Ensayé un silbido casual —jugarreta que no da resultados ni siquiera en el cine— y me dispuse a desandar el trecho recorrido, sin mirar a la espalda. Castaños, quiosco y…

Al llegar a las rejas me detuve. Desde ahí es posible abarcar la perspectiva del puente y el comienzo de la rue de Pantin. Me froté los ojos, incrédulo, al ver que junto al farol seguía, inmóvil como un espantapájaros, el hombre de zancos, el borracho, el gigante o… lo que fuera. Un escalofrío gótico me recorrió la espalda. ¿De modo que el parque, mi barrio y, acaso, París entero sufrían la invasión de un verdadero ejército de «hombres de zancos», algunos reforzados por mastines, y con intenciones del todo misteriosas? La ingenua desmesura de la idea era una invitación a reír. Mientras lo hacía, supe con integridad que no volvería a mi casa, por lo menos esa noche: mi objetivo seguía siendo la iglesia, el refugio más seguro de momento. Enfilé hacia el grupo de árboles geométricos, doblé a la izquierda y me deslicé entre dos rejas que me eran familiares. Mi meta no estaba lejos. En la acera de enfrente, corrí. Al pasar junto a una entrada de Metro, en la esquina de la iglesia, volví a oír a los perros. Ladraban. Ladraban desde el fondo de la estación de Metro. Imaginé a los perros subiendo escaleras, enloquecidos, atropellándose, llevando a rastras a su imponente dueño, en un delirio vertiginoso. «¿Cómo se introdujeron ahí? Todas las estaciones de Metro cierran temprano, con candado…»

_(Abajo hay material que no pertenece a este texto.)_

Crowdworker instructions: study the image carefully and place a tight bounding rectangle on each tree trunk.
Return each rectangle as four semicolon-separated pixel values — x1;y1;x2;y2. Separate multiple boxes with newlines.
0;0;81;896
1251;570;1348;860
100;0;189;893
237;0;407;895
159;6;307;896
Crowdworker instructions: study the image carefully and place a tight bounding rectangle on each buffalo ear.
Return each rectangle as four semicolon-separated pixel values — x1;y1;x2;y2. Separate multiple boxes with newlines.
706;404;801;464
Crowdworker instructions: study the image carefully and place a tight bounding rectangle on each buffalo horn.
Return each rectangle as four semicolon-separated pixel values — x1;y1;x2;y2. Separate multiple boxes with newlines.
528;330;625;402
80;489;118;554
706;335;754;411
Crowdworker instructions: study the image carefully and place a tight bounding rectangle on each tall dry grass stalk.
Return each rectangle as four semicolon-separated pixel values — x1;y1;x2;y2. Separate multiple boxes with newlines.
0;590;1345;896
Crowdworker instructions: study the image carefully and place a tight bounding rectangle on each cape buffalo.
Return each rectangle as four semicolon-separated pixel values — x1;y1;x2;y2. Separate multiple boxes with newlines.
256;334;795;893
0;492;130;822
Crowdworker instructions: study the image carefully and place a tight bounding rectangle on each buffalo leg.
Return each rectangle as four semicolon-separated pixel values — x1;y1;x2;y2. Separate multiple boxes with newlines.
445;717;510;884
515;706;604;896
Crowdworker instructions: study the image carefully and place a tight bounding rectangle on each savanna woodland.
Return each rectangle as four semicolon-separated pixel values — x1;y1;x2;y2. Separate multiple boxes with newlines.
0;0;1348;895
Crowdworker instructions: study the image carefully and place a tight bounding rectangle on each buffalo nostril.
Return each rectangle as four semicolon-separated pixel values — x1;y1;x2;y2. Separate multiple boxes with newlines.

Empujé la puertecilla del patio de la iglesia. Golpeé con todas mis fuerzas en el portón. «Alguien», supuse, «debe ocuparse de doblar las campanas. Es una costumbre, un rito» (los ladridos de los perros eran cada vez más próximos). Entonces, con el peso de mi cuerpo, el portón cedió. Me apresuré a entrar y a dar vuelta a la llave en la cerradura.

La iglesia era mía.

Tres haces de luz lunar iluminaban el centro del recinto, formando un óvalo de plata. Me ubiqué en medio. Recogidos en el ámbito azulado de sus cuadros, me escrutaron rostros anónimos, rostros de santos. Murmullos untuosos se enroscaban alrededor de la iglesia, como una gran serpiente cuyas manchas fueran ladridos.

Vitrales rotos a pedradas consumaron la pesadilla.